In the end, when you want magnification beyond 2.5x, you will have to learn to live with close eye-relief! When you insist on generous eye-relief, magnification will be thus limited. You can’t have it both ways within the same optic!”
“I saw a sexy duel-sight setup recently. ACOGs now can be mounted with a small, zero-magnification ‘MRS’ sight on top of the ACOG. Offset is no longer an issue, but alternate cheek-weld is, and the whole thing it is awkward and bulky. Plus, the MRS sight is not nearly as rugged at the ACOG itself. I hate to think what will happen when it is dropped on concrete! However, an even greater concern is that two, separate optical sighting systems (be they offset or one on top of the other), on a single rifle, forces me to make a decision for every shot taken! When fighting for your life, such multiple choices are often more an encumbrance than a benefit. Like you, I suck at multi-tasking!”
“An ‘illuminated reticle’ is not necessarily a ‘reflex’ optic.
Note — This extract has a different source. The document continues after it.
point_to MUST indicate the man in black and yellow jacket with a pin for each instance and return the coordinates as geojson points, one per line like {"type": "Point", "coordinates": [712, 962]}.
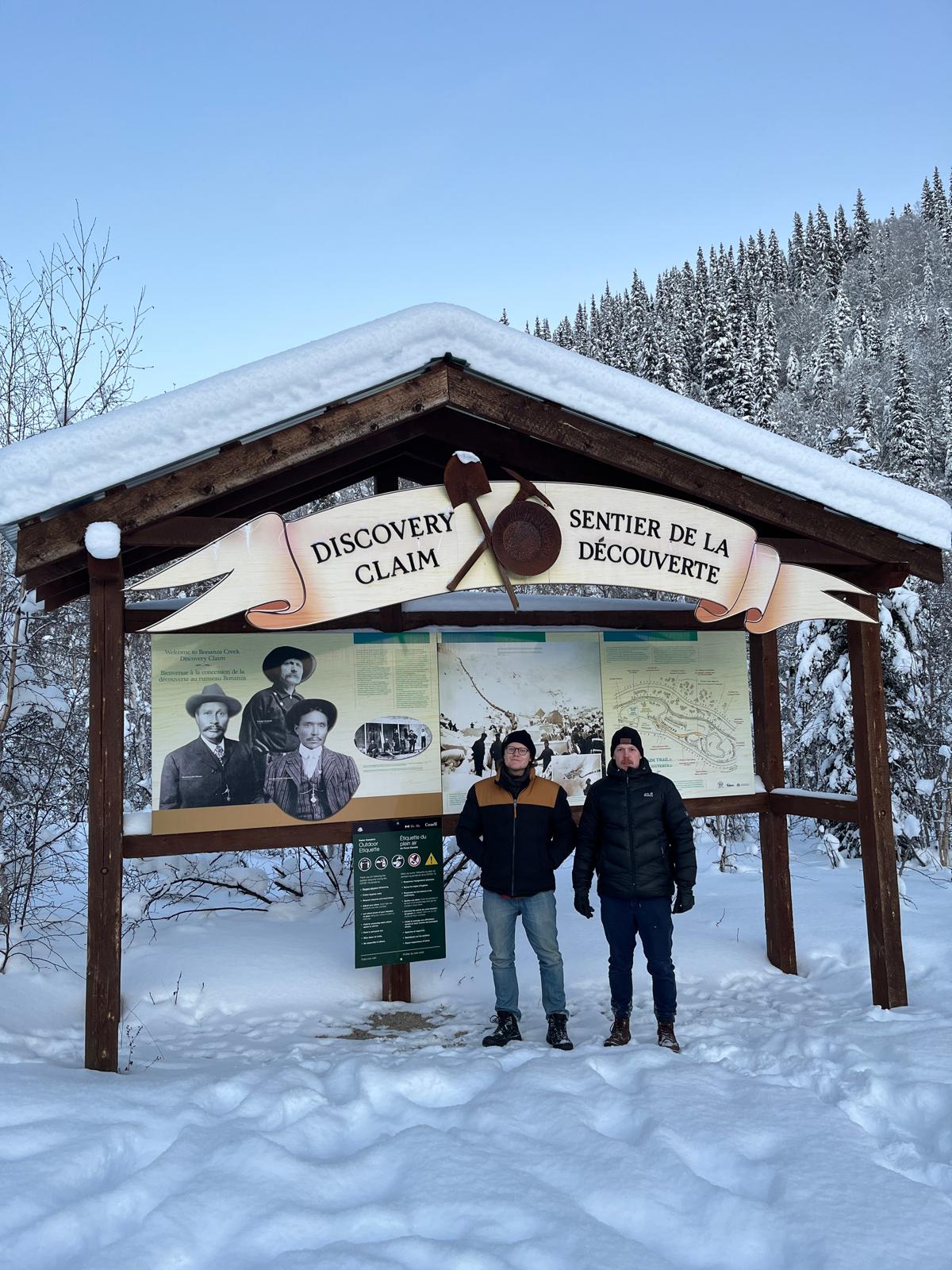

An illuminated reticle is the equivalent of shining a light on an etched-glass or wire reticle. The reticle does not ‘follow’ eye movement. ‘Reflex’ sights (Aimpoint, EOTech) use prisms to project the dot, so that the eye can pick it up in nearly any head position. That is where reflex sights get their well-deserved reputation for speed.”
“Just back from the range with my suppressed AR. One quirk about running sound suppressors is that heat-mirage becomes a critical issue. A couple of magazines is workable with a zero-magnification Aimpoint, or iron sights. However, when using a magnifying scope, within a single magazine, heat-mirage makes the optic nearly impossible to use, even at 3x!
As suppressors become more prevalent here in WA, students are going to be showing up with them. They reduce 5.56 noise and muzzle blast down to that of a 22LR, but, per the foregoing, there is no free lunch!”
“Chinese-made optics are trash. There may be exceptions, but I’ve never seen one!”
“I often have officers show-up for training with 4x optics on patrol rifles, which are almost always removed by the time we are finished! By contrast, Aimpoint T1s routinely stay in place for the duration.”
My comment: And yet, my long-time friend and colleague, Jeff Chudwin, regularly out-shoots all of us, including accomplished Operators half his age, using an AR, equipped with an Elcan Spectre. This is the same rifle he takes with him on duty every day!